Young North Koreans have been told to avoid using “dangerous” slang, with the country’s official newspaper telling younger generations to honor traditional lifestyles as part of a ramped-up campaign to block cultural influences from South Korea.

“When the new generations have a sound sense of ideology and revolutionary spirits, the future of a country is bright,” said an editorial published in state-run newspaper Rodong Sinmun, according to South Korea’s Yonhap News Agency. “If not, decades-long social systems and revolution will be perished.”

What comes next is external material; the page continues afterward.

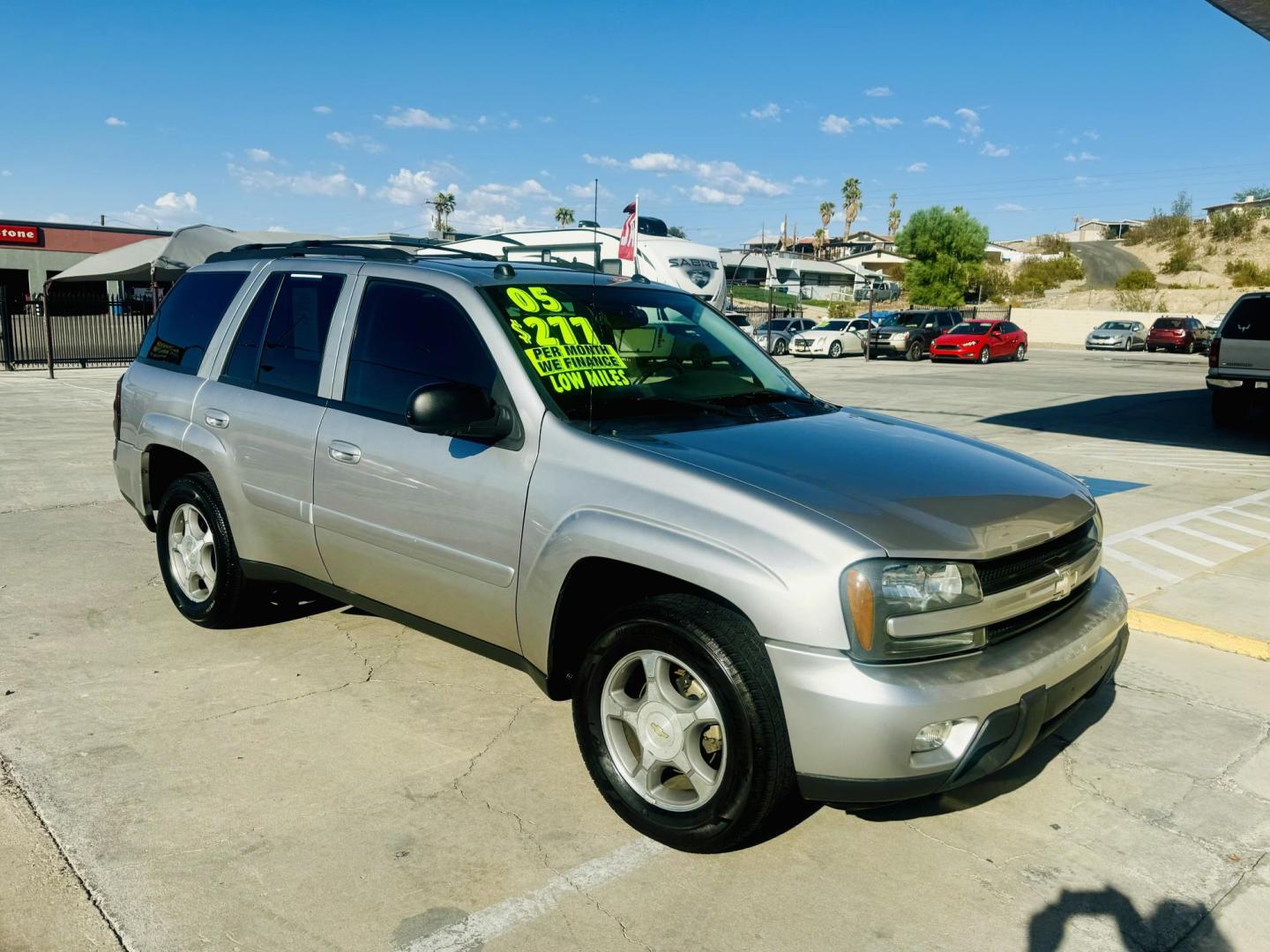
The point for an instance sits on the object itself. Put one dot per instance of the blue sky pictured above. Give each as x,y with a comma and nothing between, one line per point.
343,118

In particular, the newspaper warned young people against adopting slang from South Korea, telling them to remain true to their country’s “superior” language. It also cautioned them against taking style inspiration from South Korea, including fashion and hairstyles.

“The ideological and cultural penetration under the colorful signboard of the bourgeoisie is even more dangerous than enemies who are taking guns,” it said.

North Korean high school students visit the Juche Tower, built to commemorate the 70th birthday of former President Kim Il Sung.Alain Nogues / Corbis via Getty Images file

It is not the first such warning North Koreans have gotten.

North Korean leader Kim Jong Un has been issuing directives for months ordering citizens to shun the influence of the outside world, from fashion and hairstyles to dance moves and K-pop, which Kim recently branded a “vicious cancer,” according to The New York Times.

However, under the regime’s deepening crackdown, citizens could be more likely to face harsher penalties for being caught consuming South Korean pop culture. A new law introduced in December calls for up to 15 years in labor camps for those caught accessing South Korean entertainment and threatens the death penalty for those caught distributing it, according to the Times.

The ramped-up campaign comes amid a growing amount of media and information entering North Korea from outside the country and suggests the government might be insecure and fearful of losing power, said David Maxwell, a senior fellow with the Foundation for Defense of Democracies, a Washington-based nonpartisan think tank.

“Frankly, outside information is an existential threat to the survival of the regime,” he said.

With speculation swirling around Kim’s health after he appeared to have lost weight in recent photos as North Korea grapples with food shortages and an economic crisis sparked by a fall in trade with China during the Covid-19 pandemic and worsened by international sanctions, Maxwell said Kim has become increasingly focused on stamping out that threat.

Soo Kim, formerly a CIA analyst focusing on North Korea and currently an analyst at the RAND Corporation, a nonpartisan think tank headquartered in Santa Monica, California, agreed.

“For the North Koreans, while they’re suffering right now, to see that beyond [the southern border] there’s wealth, there’s food and there’s freedom is just not going to bode well in terms of Kim’s grip on power,” she said.

Despite the Kim regime’s longstanding efforts to keep South Korea’s influence out of the North, however, pop culture from the south continues to reach residents across the border.

A woman and child walk before a fountain in a park next to the Grand People’s Study House in Pyongyang, North Korea, on April 5.Kim Won Jin / AFP via Getty Images

In a survey conducted among 116 North Korean defectors in 2020, Seoul National University found that nearly 48 percent of defectors had been regular consumers of South Korean TV and films, as well as of the country’s music, before they fled the North.

Meanwhile, just 8.6 percent of participants said they had never enjoyed South Korean pop culture before defecting from North Korea.

Both Maxwell and Kim said that trend is unlikely to stop, even in the midst of North Korea’s heightened clampdown.

Noting it has become “much easier now than before for North Koreans to obtain outside information,” Kim said, “We’re not just relying on DVDs anymore, but a lot of these [nongovernmental organizations] are now using small USB drives that are much easier to transport than back in the olden days of video cassettes.”

Ultimately, North Koreans will continue to take risks to try and absorb culture from beyond their borders, Kim said.

“The people are hungry for information, and they know the risks and they accept the risks because they would rather have the information,” she said. “They desire change and they desire freedom.”